1. make fixup code support an async path
2. call the async path from frontend code
3. in the async path, if the right prefs are set, frontload the DNS lookup and use its result to determine whether to return the original http://foo thing or the search
4. move fixup out of docshell - docshell should take an nsIURI. It's now frontend's responsibility to pass it a URI, and the URL bar and maybe very few other consumers can call uriFixup and/or just call new URL() and fail to do any loads if that doesn't work.
   (this has the added bonus that it enables us to finally get rid of the sync IPC that's implied in the existing docshell codepath, as the child has no functioning search service and needs to ask the parent - though admittedly there may be simpler solutions to that particular problem.)

In the short term, we could potentially improve the check that removes the keyword flag by making it specific to having a URI with the http/https protocol (or one that gets corrected, if the fixup_scheme_typos flag was passed)? This is a bit fragile and spreads fixup logic around which is annoying. But it'd be more correct...

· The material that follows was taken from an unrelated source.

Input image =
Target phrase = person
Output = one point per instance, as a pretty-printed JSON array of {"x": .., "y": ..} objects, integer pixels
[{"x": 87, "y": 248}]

Boris, how do you feel about the above options? Is there some case I'm missing?

Comment 1

[Boris Zbarsky [:bzbarsky]]

Steps 1-3 make sense.

Step 4 would be lovely; I've wanted that for a while. The one caveat is that we may want to have a shared module multiple frontends (e.g. Firefox and Fenix) could use for this.

I looked at the consumers of the string version of LoadURI on docshell and they are:

1. The scripted caller; we'd have to check what those callsites are, but they're all in JS.
2. The "alternate URI" handling in the failed-load case. This could switch to just passing in the nsIURI it has instead of getting a string from it (!), though with the plan above it sounds like we might move that out into the frontend as well.
3. Drop event handling in nsDocShellTreeOwner::HandleEvent. Those links are coming from dom/base/ContentAreaDropListener.jsm as far as I can tell, and we could do fixup in there if we wanted to, though I'm not sure about the async bits.
4. BrowserChild::RecvLoadURL. This is sending the string over IPC. I think the original place it comes from is BrowserBridgeHost::LoadURL which starts off with an nsIURI to start with (this is a URI being loaded in a subframe), so we should just be able to NS_NewURI here, I would think. Need to check whether some of the "no host found" fixup currently happens in that situation...
5. A few places (FramingChecker::CheckFrameOptions, nsEditingSession::TimerCallback) that are loading about:blank and hence don't need any fixup.
6. nsWebBrowser::LoadURI. Pretty sure some of the callers above are actually calling into this, so all the same considerations apply.
7. nsWebShellWindow::Initialize. This starts with an nsIURI and gets its spec, then loads that. I'd think we could just switch it to passing in the nsIURI. In particular, the only places that pass in a non-null URI here are hidden window creation (which passes in the hidden window url), and nsXULWindow::CreateNewContentWindow, which always passes BROWSER_CHROME_URL_QUOTED, and neither of these should need any sort of fixup.